The temporal evolution of (a) the electron density $n_e$, (b) the logarithmic wave vector intensity, and (c) the laser electric field $E_y$ (the charge separation electric field is also overlaid on this colormap) on the $x=-0.5 \mu \mathrm{m}$ line. (d) The distribution of the laser electric field (LEF, the dashed green line), the charge separation electric field (CSEF, the dotted blue line), and their summing field (LEF $+$ CSEF, the solid red line) at $t=6.35T_0$ [i.e., the dashed black line in panel (c)].

Figure 6

(a) Typical trajectory of electron motion in laser preplasma interaction without truncation. The green point represents the initial position of the selected electron while the magenta point represents its final position (the same below). The color of the trajectory represents the electron's kinetic energy (the same below). The background color shows the distribution of the electron density $n_e$ at $t=8.25T_0$. (b) The distribution of the electron density $n_e$ at $x=1.0 \mu \mathrm{m}$ [the dashed black line in panel (a)]. (c) The energy of the selected electron (the solid blue line) and the magnetic field $B_z$ (the dashed red line) that the electron experiences.

Figure 7

Distributions of the reflected laser electric field $E_x$ in (a) spatial space ($x,y$) and (b) the corresponding wave vector space ($k_x, k_y$) in units of $k_0$, where $k_0$ is the wave vector of the incident laser pulse, at $t=10.0T_0$ with truncation.

Figure 8

Distributions of (a) the reflected laser electric field $E_x$ and (b, c) the corresponding frequency spectra in units of laser frequency ${\omega }_0$ at point A in Fig. 1 with truncation.

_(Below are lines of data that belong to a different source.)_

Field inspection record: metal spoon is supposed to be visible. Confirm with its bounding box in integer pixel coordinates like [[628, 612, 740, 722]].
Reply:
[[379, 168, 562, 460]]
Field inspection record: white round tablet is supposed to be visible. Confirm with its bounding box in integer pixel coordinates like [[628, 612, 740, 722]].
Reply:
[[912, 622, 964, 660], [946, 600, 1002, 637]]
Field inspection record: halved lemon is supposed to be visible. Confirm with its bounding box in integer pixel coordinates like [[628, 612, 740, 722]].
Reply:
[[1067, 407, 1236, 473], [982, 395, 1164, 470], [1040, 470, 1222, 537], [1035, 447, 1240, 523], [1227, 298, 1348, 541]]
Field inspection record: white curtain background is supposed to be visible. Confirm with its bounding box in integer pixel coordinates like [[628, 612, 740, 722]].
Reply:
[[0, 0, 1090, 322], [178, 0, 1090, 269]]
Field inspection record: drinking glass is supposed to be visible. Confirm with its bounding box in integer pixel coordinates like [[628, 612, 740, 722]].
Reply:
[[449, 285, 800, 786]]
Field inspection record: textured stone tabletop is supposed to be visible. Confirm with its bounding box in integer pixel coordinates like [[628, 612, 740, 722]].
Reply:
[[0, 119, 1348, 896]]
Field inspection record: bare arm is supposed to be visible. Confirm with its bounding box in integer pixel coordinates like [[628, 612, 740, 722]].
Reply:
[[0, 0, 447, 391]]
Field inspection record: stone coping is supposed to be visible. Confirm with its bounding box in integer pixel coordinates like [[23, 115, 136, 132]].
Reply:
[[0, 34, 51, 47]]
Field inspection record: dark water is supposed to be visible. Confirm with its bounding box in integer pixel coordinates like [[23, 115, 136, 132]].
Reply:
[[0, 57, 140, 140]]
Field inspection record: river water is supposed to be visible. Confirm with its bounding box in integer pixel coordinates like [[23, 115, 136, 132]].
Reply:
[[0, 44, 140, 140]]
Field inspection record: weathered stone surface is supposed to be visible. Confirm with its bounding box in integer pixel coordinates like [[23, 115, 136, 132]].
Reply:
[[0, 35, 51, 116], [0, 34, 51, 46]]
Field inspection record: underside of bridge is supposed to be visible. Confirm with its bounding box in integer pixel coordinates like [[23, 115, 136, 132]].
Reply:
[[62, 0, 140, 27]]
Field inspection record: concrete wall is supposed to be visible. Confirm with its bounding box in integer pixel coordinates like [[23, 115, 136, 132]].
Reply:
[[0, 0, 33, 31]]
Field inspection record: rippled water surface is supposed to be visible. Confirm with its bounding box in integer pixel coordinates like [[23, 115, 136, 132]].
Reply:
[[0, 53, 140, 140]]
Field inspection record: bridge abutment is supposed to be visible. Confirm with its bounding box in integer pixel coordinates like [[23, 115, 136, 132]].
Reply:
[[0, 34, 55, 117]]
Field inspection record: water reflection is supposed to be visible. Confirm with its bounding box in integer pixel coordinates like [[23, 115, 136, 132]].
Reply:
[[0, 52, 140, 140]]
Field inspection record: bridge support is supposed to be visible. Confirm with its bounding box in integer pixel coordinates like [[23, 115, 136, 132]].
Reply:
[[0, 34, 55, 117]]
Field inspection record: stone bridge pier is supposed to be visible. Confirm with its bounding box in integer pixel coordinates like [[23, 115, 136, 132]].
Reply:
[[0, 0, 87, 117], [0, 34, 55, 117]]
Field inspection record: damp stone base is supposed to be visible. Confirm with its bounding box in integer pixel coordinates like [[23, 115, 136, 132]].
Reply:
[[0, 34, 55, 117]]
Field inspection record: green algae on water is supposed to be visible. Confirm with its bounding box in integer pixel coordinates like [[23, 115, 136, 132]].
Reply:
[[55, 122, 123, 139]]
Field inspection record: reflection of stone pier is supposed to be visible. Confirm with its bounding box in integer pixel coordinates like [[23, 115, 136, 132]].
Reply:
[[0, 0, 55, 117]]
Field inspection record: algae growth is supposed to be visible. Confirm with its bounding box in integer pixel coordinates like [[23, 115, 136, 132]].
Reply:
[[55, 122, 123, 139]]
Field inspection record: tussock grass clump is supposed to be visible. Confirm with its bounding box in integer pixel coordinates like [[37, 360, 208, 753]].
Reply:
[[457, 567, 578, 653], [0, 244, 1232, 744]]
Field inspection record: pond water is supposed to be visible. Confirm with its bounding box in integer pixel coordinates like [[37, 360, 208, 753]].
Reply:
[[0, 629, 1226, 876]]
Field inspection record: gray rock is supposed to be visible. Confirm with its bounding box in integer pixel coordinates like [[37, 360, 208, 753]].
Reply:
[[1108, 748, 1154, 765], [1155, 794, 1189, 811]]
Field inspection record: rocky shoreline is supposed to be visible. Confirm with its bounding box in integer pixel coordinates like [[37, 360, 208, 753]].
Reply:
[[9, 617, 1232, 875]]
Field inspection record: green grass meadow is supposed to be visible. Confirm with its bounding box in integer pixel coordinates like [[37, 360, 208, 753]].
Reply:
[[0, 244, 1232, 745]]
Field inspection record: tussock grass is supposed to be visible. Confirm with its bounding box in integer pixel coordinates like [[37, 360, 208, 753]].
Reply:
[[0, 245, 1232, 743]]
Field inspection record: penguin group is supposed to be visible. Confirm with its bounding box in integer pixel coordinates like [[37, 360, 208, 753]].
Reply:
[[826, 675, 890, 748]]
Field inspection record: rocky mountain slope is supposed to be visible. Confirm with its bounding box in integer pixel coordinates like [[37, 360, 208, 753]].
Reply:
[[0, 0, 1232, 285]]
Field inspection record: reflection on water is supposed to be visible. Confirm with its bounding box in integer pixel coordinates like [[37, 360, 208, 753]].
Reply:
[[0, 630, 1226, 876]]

The orders are from (b) 1st to 4th and from (c) 10th to 60th (the solid blue line). The frequency spectra are with the normalized intensity (i.e., Norm. Intens.). (d) The corresponding inverse fast Fourier transformation (iFFT) of the frequency spectrum with near the 20th order after filtering (the dashed orange line) at point B in Fig. 1 with truncation.

Figure 9

(a) Typical trajectory of the electrons' motion in the laser preplasma interaction with truncation. The background color shows the distribution of the electron density $n_e$ at $t=8.25T_0$. (b) The distribution of the electron density $n_e$ at $x=1.4 \mu \mathrm{m}$ [the dashed black line in panel (a)].